By design, there are few quiet moments at Bordeaux.
When children walk down the hall to learn hip-hop with the nonprofit Global Education, or go outside to garden with Plant the Seed, another nonprofit organization, they often are singing or snapping their fingers. That’s because of coaching that teachers receive to keep students engaged during transition times between activities. A simple activity like clicking fingers seems fun to 4-year-olds, and helps them develop fine motor skills.
The teachers also have been coached to speak with children in warm and friendly tones and to create more spaces that encourage kids to play together.
This year, all Nashville district pre-Ks are using The Creative Curriculum, which incorporates playtime as a way to learn and was piloted last year in the model pre-Ks.
And for the first time this year, all Nashville pre-K teachers have access to professional development and to 17 instructional coaches, such as Norton.
The Nashville district has used a federal pre-K grant, which will infuse $33 million into the program over the next four years, to hire six family services specialists, an extended learning coordinator and a data specialist to track pre-K students outcomes in later grades.
“We’re focusing not just on the school day, but the whole child,” Eckman said.
All of the changes have meant a paradigm shift for pre-K teachers, with a greater focus on assessing student skills — just by observing basics such as playing, counting, and how a child holds a pencil.
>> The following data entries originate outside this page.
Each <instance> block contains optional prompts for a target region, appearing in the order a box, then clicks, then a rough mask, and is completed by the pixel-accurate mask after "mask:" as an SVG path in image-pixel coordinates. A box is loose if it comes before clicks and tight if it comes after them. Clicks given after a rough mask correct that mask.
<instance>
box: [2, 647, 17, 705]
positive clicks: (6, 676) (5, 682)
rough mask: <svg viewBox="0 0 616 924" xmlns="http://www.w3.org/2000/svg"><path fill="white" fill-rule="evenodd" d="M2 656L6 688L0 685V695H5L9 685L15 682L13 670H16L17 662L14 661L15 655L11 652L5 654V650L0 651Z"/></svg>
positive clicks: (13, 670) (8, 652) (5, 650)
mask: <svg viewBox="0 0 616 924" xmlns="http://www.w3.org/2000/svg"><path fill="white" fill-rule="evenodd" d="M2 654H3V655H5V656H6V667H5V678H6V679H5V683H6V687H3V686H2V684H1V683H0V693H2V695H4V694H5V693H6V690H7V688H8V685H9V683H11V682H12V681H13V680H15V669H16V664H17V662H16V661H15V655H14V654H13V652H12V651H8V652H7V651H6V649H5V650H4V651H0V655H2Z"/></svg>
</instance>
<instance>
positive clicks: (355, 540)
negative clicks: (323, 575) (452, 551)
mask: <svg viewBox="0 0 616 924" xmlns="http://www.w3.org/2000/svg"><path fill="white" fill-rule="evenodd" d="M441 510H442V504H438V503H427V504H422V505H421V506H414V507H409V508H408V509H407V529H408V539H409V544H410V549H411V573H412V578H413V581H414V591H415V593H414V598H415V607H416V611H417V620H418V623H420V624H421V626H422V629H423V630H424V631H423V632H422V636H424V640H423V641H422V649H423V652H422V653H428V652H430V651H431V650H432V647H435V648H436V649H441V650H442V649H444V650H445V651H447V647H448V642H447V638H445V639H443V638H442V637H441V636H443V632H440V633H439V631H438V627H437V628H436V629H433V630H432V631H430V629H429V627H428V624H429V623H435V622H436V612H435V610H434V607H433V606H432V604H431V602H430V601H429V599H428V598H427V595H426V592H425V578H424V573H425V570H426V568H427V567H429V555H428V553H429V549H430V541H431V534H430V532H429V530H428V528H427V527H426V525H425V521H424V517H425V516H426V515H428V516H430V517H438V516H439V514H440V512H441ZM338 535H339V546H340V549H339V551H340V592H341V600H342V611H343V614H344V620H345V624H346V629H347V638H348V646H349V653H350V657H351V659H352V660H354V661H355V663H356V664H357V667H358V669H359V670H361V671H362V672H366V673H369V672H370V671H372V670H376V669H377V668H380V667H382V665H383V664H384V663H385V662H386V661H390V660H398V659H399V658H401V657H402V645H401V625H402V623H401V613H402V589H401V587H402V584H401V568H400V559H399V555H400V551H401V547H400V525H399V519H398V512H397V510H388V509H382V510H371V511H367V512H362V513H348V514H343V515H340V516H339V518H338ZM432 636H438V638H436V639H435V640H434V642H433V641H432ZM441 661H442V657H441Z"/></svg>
“They don’t know they’re being assessed. They’re playing,” said Kathy Daws, who has taught in Nashville for more than 30 years. “Everything is very intentional now.”
Planting their feet
Though federal and state pre-K funding is under threat, pre-K advocates are adamant that they’ll keep pushing and say they have a lot of support. Both Memphis and Nashville recently elected mayors who favor pre-K for all children, not just those who are from low-income families. At the state level, Education Commissioner Candice McQueen identifies early education as a priority in her strategic plan for the state. She also has named an Early Learning Council.
Nashville is luring early educators from across the country, including Eckman, who moved this spring from California, and Diana Lyon, the principal of the Bordeaux program, who relocated from Ohio.
In Memphis, Shelby County Schools is making changes that leaders hope will put pre-K on the map — and keep it in the budget.
“A lot of things are already happening in our pre-K classrooms that I think will reap results,” said Barbara Prescott, the city’s longtime pre-K advocate. “I think we have the ability to really make a positive difference.”
"A lot of things are already happening in our pre-K classrooms that I think will reap results."
Barbara Prescott, pre-K advocate
In recent years, the Tennessee legislature has turned back cost-saving bills that would scale back pre-K to summer programs. However, such proposals are likely to resurface next year in the wake of the Vanderbilt study.
Still, Shannon Hunt, who heads the Nashville Public Education Foundation, says support for pre-K is strong in a city seeking to improve the quality of its schools and its workforce.
“In Nashville, we have made a real priority out of pre-K,” she said. “I don’t see that changing given the extraordinary high-need population we serve.”